TCP has no concept of application-level data structures, only byte streams.
If you have multiple threads sending different Application Protocol Units,
(packets is a very ambiguous term, best not used), along one client<>server
connection, it is up to you to serialise the sends, either by queueing the
APUs to a single thread or using a critical section or similar synchro
operations.
Quote
So first I receive two pakets with the small rest and then the two
1024bytes
pakets.
I thought that the max paket size has something to do with the MTU, which
is
1500 on both machines. So is there any way to increase the paket size to
more than 1024 bytes?
Or any other easy way to ensure the right pakets are combined?
If your application wants to send anything other than a byte-stream, you
have to add your own protocol on top of TCP. This protocol must be able to
cope with a byte-stream as input and generate APUs as output.
I have to admit that I don't quite understand your exact problem. Indy
tends to make it easy to read data items of varying sizes from the input
stream by providing various calls that return data of a given size from Indy
internal buffers. Surely, there is an Indy read call that can take a length
parameter of 1400 and so will always return your complete APU? I don't
like such protocols myself because they cannot recover at all if a malformed
APU is received, eg. some dodgy router somewhere shoves in an extra null at
the end of one APU to make it 1401 bytes long, so stuffing the alignment and
receipt of all subsequent APUs. Nevertheless, some developers persist in
doing fixed-size read calls and, aparrently, keep connections going for
quite some time before blowing up <g>
Rgds,
Martin
 

Re:TIdTCPClient splits data into 1024 byte pakets??

Hello Remy,
thanks for your reply.
I really had an error in my receive routine, now it has been fixed and
everything is working fine.
Marc
"Remy Lebeau (TeamB)" <XXXX@XXXXX.COM>schrieb im Newsbeitrag
Quote

"Marc" <XXXX@XXXXX.COM>writes
news:XXXX@XXXXX.COM...

>I need to send data pakets of 1400 bytes from a TIdTCPClient
>to a TIdTCPServer.

Ok so far.

>If I send one paket, the server receives two, one with 1024bytes
>and one with the rest.

That is perfectly normal. That is how TCP works in general. The receiver
must be ready to handle that. Indy's servers do so automatically.

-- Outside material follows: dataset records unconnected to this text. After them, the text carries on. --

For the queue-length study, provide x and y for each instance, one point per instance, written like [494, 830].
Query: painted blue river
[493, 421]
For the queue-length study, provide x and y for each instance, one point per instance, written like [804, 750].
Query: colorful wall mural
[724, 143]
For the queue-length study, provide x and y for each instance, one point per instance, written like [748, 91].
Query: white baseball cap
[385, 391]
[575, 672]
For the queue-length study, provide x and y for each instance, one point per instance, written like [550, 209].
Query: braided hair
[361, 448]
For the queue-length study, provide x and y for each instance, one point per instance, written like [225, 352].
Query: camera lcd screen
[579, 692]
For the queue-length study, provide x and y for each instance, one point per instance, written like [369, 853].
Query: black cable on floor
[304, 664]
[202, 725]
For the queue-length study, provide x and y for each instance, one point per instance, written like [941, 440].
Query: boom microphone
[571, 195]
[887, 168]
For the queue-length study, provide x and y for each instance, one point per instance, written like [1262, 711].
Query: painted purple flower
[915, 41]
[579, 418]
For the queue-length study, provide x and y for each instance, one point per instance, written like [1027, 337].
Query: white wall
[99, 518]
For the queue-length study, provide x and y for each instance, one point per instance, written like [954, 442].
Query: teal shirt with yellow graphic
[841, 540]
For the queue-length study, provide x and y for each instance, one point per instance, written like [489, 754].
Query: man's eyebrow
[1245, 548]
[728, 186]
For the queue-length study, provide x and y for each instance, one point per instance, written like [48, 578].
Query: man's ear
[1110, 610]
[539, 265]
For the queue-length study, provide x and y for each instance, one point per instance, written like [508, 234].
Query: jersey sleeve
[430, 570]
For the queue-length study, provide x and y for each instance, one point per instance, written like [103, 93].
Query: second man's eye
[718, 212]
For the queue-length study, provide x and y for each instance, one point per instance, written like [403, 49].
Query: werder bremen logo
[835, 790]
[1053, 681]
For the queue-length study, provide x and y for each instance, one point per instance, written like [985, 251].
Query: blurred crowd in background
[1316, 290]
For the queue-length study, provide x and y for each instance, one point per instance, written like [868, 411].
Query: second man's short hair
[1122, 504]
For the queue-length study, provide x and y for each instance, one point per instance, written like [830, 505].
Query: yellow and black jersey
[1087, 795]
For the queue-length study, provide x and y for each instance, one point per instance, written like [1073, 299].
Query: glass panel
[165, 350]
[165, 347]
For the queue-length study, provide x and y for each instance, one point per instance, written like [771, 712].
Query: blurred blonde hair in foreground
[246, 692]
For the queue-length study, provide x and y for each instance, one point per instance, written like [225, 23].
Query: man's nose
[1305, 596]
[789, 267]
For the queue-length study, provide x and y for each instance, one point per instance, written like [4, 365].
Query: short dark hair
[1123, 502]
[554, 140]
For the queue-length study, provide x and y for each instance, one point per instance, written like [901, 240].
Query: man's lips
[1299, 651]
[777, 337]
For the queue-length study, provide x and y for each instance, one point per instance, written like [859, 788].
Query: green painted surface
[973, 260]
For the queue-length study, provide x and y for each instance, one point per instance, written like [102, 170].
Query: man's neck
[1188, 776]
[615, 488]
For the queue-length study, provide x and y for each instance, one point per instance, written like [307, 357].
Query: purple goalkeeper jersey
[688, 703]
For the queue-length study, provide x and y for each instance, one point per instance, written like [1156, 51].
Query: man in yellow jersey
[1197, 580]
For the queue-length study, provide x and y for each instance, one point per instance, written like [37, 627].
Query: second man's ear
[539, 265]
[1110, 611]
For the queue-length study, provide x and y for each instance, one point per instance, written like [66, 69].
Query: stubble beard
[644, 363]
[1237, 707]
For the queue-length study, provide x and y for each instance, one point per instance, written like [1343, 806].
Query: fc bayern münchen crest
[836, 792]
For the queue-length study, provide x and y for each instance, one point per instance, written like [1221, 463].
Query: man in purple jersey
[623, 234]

>As the data pakets are created by different threads and coming in very
fast

That is a potential problem. Are you synchronizing access to the socket?
If not, then multiple packets will very likely overlap enough other and
corrupt your data. In order for multiple threads to safely send data to a
the same socket, you MUST protect the socket from being accessed by
multiple
thread simultaneous. This applies to both reading and writing.

>the server sometimes mixes them up and doesn't put the right ones
together.

Then you are not writing the data to the socket properly in the first
place,
or not reading it back properly. Please show your actual code.


Gambit


 

Re:TIdTCPClient splits data into 1024 byte pakets??

Hello Martin,
there was some misunderstanding in how to send data by me.
I now changed everything to streams with fixed length and it is working fine.